Récit infosdujour.sn

Depuis des décennies, la question foncière au Sénégal est au cœur des préoccupations, car la terre représente bien plus qu’un simple bien matériel. Elle incarne l’identité culturelle, la source nourricière et le refuge essentiel de l’humain. Au centre de cette problématique se trouve la loi n° 64-46 relative au domaine national, promulguée en 1964 sous la présidence de Léopold Sédar Senghor. Soixante ans après, il est temps d’évaluer son impact sur la protection du droit fondamental à la terre et son rôle dans la gestion foncière actuelle.

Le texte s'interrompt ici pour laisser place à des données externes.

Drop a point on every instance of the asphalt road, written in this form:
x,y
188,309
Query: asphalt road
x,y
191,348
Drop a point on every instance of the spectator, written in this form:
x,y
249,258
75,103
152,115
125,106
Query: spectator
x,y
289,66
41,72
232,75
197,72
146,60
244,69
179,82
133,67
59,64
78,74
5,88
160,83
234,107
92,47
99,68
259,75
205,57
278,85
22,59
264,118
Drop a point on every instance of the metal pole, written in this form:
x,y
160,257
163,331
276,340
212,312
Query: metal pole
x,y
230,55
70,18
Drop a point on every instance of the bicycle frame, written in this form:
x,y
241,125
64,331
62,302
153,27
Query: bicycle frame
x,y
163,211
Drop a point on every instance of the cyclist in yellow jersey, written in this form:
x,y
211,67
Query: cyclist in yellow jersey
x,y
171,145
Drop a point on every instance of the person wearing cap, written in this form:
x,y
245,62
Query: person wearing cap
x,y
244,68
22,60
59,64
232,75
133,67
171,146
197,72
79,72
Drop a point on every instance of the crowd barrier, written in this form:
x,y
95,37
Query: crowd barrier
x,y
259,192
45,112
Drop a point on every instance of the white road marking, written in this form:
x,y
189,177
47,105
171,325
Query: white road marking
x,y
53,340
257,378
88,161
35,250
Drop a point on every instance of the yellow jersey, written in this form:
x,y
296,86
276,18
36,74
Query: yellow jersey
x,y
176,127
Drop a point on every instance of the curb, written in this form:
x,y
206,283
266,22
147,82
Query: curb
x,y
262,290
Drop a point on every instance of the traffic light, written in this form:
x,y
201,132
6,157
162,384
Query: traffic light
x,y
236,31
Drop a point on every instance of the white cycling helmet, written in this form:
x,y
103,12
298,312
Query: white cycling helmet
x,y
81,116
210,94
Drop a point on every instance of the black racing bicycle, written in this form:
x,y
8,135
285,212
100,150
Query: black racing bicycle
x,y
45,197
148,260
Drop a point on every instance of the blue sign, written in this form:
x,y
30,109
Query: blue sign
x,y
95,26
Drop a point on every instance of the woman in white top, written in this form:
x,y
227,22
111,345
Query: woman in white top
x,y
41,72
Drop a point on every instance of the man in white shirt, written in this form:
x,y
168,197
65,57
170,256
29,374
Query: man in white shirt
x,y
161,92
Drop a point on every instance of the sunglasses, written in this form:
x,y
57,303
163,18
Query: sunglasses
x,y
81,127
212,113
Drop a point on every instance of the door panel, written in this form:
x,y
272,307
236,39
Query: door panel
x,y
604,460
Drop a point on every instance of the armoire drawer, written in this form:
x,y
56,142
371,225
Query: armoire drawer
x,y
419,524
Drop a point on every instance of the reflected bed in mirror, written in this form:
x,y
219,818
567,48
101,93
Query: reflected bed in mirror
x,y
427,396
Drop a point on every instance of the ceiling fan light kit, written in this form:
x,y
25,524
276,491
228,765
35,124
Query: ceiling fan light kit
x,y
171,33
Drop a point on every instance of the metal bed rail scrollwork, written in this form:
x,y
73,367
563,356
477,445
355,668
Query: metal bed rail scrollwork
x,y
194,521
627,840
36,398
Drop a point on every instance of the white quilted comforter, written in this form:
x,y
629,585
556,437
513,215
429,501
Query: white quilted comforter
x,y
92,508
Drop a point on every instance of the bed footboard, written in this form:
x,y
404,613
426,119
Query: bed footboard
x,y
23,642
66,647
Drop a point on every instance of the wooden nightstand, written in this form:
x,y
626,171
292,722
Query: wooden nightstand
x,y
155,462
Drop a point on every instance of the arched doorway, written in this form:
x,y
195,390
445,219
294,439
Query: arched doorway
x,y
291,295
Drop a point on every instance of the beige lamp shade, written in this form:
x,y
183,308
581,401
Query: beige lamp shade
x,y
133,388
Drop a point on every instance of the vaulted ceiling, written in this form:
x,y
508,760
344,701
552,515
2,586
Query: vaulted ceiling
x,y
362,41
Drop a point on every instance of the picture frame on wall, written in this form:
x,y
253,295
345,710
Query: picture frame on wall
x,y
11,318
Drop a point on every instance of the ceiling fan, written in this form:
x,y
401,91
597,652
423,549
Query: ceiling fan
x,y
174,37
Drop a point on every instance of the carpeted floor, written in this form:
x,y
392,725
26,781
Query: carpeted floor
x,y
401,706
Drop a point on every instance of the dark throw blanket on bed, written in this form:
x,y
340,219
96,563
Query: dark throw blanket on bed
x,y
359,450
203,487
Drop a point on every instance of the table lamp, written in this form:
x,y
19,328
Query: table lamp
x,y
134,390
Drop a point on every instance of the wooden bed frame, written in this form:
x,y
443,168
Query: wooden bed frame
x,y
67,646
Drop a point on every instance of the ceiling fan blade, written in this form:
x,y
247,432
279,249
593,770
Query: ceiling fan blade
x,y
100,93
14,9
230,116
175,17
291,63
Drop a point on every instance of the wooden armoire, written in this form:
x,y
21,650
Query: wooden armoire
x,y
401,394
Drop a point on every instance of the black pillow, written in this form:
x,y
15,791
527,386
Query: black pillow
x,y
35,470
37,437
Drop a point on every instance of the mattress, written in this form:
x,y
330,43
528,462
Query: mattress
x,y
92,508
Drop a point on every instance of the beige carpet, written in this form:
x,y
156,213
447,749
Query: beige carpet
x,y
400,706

L’idée de réformer le droit foncier sénégalais persiste, notamment en raison des défis rencontrés dans l’application de la loi de 1964. Malgré son inspiration des valeurs africaines et son objectif louable de promouvoir une conception plus collective de la propriété foncière, sa mise en œuvre s’est avérée complexe.

La multiplicité des textes relatifs à la question foncière et leur manque d’harmonisation ont entravé l’application cohérente de la loi. De plus, l’affectation des terres n’a pas toujours été démocratique, conduisant à des distributions subjectives et à des frustrations parmi les ayants droit. La précarité des titres d’occupation a également limité l’investissement et le développement rationnel des terres.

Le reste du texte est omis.